Ankaraya uzun süre sonra ilk defa gelmiştim. Eve doğru giderken sokağın başında bir kalabalık farkettim. Birini dövüyorlardı. Mesleki deformasyon olarak müdahale etmeyi düşündüm. Ama erdem albayın bana söyledikleri geldi aklıma. Başımı bir belaya daha sokarsam meslekten uzaklaştırılabileceğimi söylemişti. O yüzden müdahale etmiycektim ama adamın inlemeleri gerçekten acı doluydu. Ve bir şekilde bir şey yapmam gerekiyordu.

Sâkin kafayla düşündüm ve adamları inceledim. Bana sırtı dönük adamın belinde silah vardı, birinin elinde bir sopa. Halledebilirdim nasıl olsa ben bir özel kuvvetler subayıydım, ve bunun eğitimini almıştım.

Sakin ses tonuyla konuştum "pardon bakar mı..." belinde silah olan adam sinirle arkasını döndü. "Ne var bayan." Sâkin kalmaya çalıştım ama mümkün değildi.

"Birincisi bayan değil kadın ikinciside on kişi birini aranıza almışsınız dövmeye utanmıyor musunuz sizin bu yaptığınız adamlığa sığar'mı be."

Dedim kendime hakim olamayarak. Adam sinir  küpü olmuştu silahını çıkardı mermiyi namluya sürdü ve bana doğrultu. "Senden mi öğrenicem lan adamlığı."

Üzerime safsak adımlarla yürürken  bi yandan stratejisini tahmin etmeye çalışıyordum. Çantamı omuzumdan düşürdüm ve dibimdeki adamın eline sertçe vurdum silah hemen düştü bu kadar kolay olacağını tahmin etmemiştin ne yalan söyleyim.

Adam ne olduğunu anlamaz bir şekilde yere düşen silaha bakarken. şah damarına baskı yaparak adamı bayıltım.  Gerizekalını Teki eline bıçak almış üzerime koşuyordu bileğinden tutup havaya kaldırdım be karın boluğuna vurdum önüme dizlerinin üzerine düştü ve ensenine vurdum bayıldı. 

Bu sefer üzerime iri yarı bir adam gelmeye başladı." İstersen üzerindeki ceketi çıkar ki seni daha rahat öldürebiliyim." Kafamla onaylayıp göz temasını kesmeden üzerimdeki kot ceketi çıkarmaya başladım. Yere düşen çantamın yanına attım, kollarımı sıyırıp adam gel işareti yaptım.

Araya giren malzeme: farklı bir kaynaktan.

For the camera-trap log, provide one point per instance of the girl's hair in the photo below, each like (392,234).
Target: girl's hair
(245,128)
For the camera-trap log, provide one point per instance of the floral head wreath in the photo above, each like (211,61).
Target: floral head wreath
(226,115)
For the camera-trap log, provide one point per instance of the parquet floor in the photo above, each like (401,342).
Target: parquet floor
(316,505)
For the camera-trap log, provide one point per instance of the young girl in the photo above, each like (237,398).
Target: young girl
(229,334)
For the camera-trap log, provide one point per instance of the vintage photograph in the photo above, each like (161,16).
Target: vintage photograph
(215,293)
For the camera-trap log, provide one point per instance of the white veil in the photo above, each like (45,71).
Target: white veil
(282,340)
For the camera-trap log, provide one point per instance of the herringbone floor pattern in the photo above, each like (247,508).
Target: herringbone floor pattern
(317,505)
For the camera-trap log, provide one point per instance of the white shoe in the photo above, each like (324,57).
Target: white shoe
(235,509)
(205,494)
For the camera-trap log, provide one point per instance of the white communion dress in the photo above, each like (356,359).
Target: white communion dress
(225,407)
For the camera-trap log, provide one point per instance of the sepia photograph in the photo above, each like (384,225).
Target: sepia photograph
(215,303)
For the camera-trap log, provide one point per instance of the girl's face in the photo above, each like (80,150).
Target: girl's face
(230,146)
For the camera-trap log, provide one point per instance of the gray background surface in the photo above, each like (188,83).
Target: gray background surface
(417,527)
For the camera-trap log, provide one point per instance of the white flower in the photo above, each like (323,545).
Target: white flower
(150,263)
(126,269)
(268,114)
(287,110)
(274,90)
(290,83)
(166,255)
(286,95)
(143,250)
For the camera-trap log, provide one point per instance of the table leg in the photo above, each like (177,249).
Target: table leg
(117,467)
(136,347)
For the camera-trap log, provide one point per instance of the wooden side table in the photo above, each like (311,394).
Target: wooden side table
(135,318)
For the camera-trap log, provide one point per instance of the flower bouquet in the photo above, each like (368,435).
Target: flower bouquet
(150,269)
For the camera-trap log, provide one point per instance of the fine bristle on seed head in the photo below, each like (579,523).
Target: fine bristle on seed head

"Gel bakalım kim kimi öldürüyor görelim." Diyip dövüş pozisyonu aldım. Yerde yatan adamın elindeki bıçağı aldım. Üzerime temkinli bir o kadarda temkinsiz adımlar ile geliyordu. Elimdeki bıçağı sağ tarafındaki dalak hizasında salladım ki, bıçak adamın dalağına derin bir çizik attı adam inleyerek yere düştü.

Diğer adamlar benden küçüktü ve çelimsizlerdi, onlara bakarak. " şerefsiz arkadaşlarınızı alıp siktir olup gidin yoksa yaralamakla kalmam öldürürüm." Tehditkâr ses tonuyla söylediğimi ciddiye alıp yanıma geldiler.

Ve yerdeki adamları toparlayıp gittiler. Yerdeki ceketimi alıp giyerken bakışlarım yerde kanlar içinde yatan adama kaydı. Neden onu öldüresiye dövmüşlerdi? Bu adamların derdi neydi? Ceketimi üzerimde düzeltirken adamın başına yürüdüm kötü haldeydi.

Kim olduğunu anlamak için eğilip ceplerine baktım. Pantolonunun cebinde bir şey yoktu. Ceketinin cebinde baktım. Cüzdanı kabarıktı, maaşını yeni çektiği için gasp edilmiş olabilirdi. Ve ya borcu olabilirdi bilmiyordum.

Adına bakmak için kimliğini ararken subay kimliğini dördüm. Subaydı hem akademide burnumu kıran çocuktu. Hemde bir yıl önce kuzey ırak sınırından kurtardığım subaydı. O beni bilmiyordu ama ben onu biliyordum.

Ona yardım etmek istemiyordum ama zorundaydım. Kaldırmaya çalıştım ama kaldıramadım. "Hey kendine gel..." Hiçbir şekilde uyandıramayınca tokta atmayı düşündüm ve hemen gelişi güzel bir tane tokat yapıştırdım kendine geldi.  

" Hadi kalk gitmemiz lazım sadece yürü lütfen." Kafasıyla onayladı. Bu kadar çabuk olmasını beklemiyordum. Kolunun altına girdim evim yakın olduğu için şanslıydı. Eve götürdüm üzerindeki kıyafetleri çıkarmaya karar verdim.